James goes on, “Marketing geeks started showing up in product design meetings, pretending that they understood the customer . . . The problem isn’t that two co-equal groups [sales and marketing] need to work together. The problem is that marketing got uppity and forgot its place.”

Hmm, so which is it? Marketing and demand gen as a strategic, holistic business practice? Or a subservient lackey to the sales team’s needs and imperatives?

As Adam stated in one of his tweets, “In a Web 2.0 world, #B2B marketing must become the leader of a holistic demand gen process — not just tactical lead gen.” Ideally marketing is about producing “closable” leads, but it’s also about branding, educating potential buyers, creating valuable content, and generating “thought leadership” in the market — all of which ultimately produces better quality leads in the future.

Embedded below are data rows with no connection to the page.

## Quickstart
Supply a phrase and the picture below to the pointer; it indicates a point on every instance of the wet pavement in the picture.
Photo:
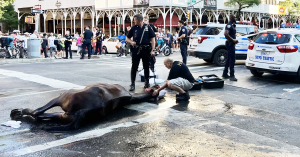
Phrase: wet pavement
(251, 117)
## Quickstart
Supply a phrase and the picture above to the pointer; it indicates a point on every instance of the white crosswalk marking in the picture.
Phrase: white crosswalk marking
(126, 63)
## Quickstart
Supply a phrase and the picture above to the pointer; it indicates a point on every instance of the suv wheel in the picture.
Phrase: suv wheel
(105, 50)
(297, 79)
(256, 73)
(208, 60)
(220, 57)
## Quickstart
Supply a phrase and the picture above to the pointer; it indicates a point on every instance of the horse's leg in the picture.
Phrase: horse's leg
(74, 124)
(18, 113)
(139, 98)
(51, 116)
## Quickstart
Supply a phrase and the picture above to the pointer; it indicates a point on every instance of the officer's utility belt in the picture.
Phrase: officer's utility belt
(86, 39)
(143, 46)
(143, 49)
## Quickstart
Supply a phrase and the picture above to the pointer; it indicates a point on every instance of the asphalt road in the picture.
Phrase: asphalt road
(251, 117)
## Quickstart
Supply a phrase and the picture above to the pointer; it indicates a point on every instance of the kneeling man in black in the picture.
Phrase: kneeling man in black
(180, 79)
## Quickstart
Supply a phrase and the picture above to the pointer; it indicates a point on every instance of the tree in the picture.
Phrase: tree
(4, 3)
(242, 4)
(9, 17)
(292, 6)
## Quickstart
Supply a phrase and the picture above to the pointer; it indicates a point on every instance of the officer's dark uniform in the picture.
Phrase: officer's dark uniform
(145, 51)
(68, 46)
(99, 42)
(183, 43)
(231, 50)
(44, 46)
(152, 58)
(87, 43)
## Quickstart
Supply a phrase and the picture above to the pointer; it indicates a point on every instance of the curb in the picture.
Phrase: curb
(44, 60)
(20, 61)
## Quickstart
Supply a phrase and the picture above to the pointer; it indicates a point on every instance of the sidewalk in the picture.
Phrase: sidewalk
(44, 60)
(25, 60)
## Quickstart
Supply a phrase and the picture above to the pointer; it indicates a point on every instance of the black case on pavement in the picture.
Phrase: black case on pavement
(215, 82)
(143, 78)
(197, 85)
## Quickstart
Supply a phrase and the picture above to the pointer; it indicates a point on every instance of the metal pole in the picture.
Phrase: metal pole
(19, 20)
(66, 24)
(109, 19)
(123, 19)
(103, 22)
(45, 24)
(53, 25)
(171, 15)
(115, 25)
(71, 30)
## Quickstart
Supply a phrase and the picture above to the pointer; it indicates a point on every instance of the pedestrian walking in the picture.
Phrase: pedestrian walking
(87, 41)
(68, 44)
(169, 40)
(79, 44)
(94, 42)
(60, 47)
(143, 46)
(182, 39)
(122, 38)
(99, 36)
(51, 44)
(34, 35)
(230, 35)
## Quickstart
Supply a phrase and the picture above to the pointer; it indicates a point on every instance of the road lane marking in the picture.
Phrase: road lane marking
(14, 132)
(34, 93)
(165, 113)
(154, 112)
(291, 90)
(41, 80)
(79, 137)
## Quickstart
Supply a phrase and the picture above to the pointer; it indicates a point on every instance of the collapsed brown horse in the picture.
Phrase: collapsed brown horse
(93, 102)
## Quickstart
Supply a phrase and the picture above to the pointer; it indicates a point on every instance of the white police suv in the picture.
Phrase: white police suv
(276, 51)
(208, 43)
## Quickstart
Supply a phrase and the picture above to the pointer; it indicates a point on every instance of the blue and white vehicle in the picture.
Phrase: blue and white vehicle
(275, 52)
(208, 43)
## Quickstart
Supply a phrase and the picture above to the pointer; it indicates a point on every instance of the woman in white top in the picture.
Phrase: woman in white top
(94, 39)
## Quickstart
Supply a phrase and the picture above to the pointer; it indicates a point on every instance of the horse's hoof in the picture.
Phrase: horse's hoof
(16, 114)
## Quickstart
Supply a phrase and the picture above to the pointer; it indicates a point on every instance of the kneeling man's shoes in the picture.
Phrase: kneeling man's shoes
(132, 87)
(183, 97)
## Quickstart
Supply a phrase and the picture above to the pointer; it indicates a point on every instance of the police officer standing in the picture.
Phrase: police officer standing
(230, 35)
(183, 40)
(87, 42)
(143, 46)
(99, 36)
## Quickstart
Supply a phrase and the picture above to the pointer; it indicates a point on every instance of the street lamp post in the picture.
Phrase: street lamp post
(57, 4)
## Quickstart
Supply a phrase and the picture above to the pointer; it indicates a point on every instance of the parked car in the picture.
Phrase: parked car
(275, 52)
(208, 43)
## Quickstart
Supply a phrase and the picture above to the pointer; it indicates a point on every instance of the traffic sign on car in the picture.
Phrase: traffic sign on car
(37, 11)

That said, having straddled the sales and marketing “Great Divide” for nearly six years now, Geoffrey James’ words carried some weight with me. Too often marketers get away with living in a “measurement vacuum,” and the C-level doesn’t hold them to the same level of hard metrics as sales. Marketers want to be “creatives,” with all of the associated “freedom,” without being tied down to “mundane” lead qualification rates and cost-per-acquisition.

Yet Adam’s vision of what could be ultimately seems to be the best long-term strategy. If marketing and sales need to align, it’s precisely because of Geoffrey’s point. Sales reps can no longer chase after marketing-generated “rainbow sunshine”; they have to maximize every lead they get, every minute of time they have. If marketing isn’t producing quality leads, sales reps don’t have the luxury of throwing good effort after bad, especially now. And a good demand gen strategy, based on quality sales intelligence, analytics, and processes, will absolutely provide more and better opportunities.

More than anything, the question boils down to, Who has the final say in what marketing should be doing? The CMO, or the VP of Sales?

“Subservient” might be too strong of a word, but I do think that ultimately if marketing isn’t producing quality leads for the sales team, it’s sales’ job to get the course corrected. When it’s all said and done, the buck stops in sales, not marketing.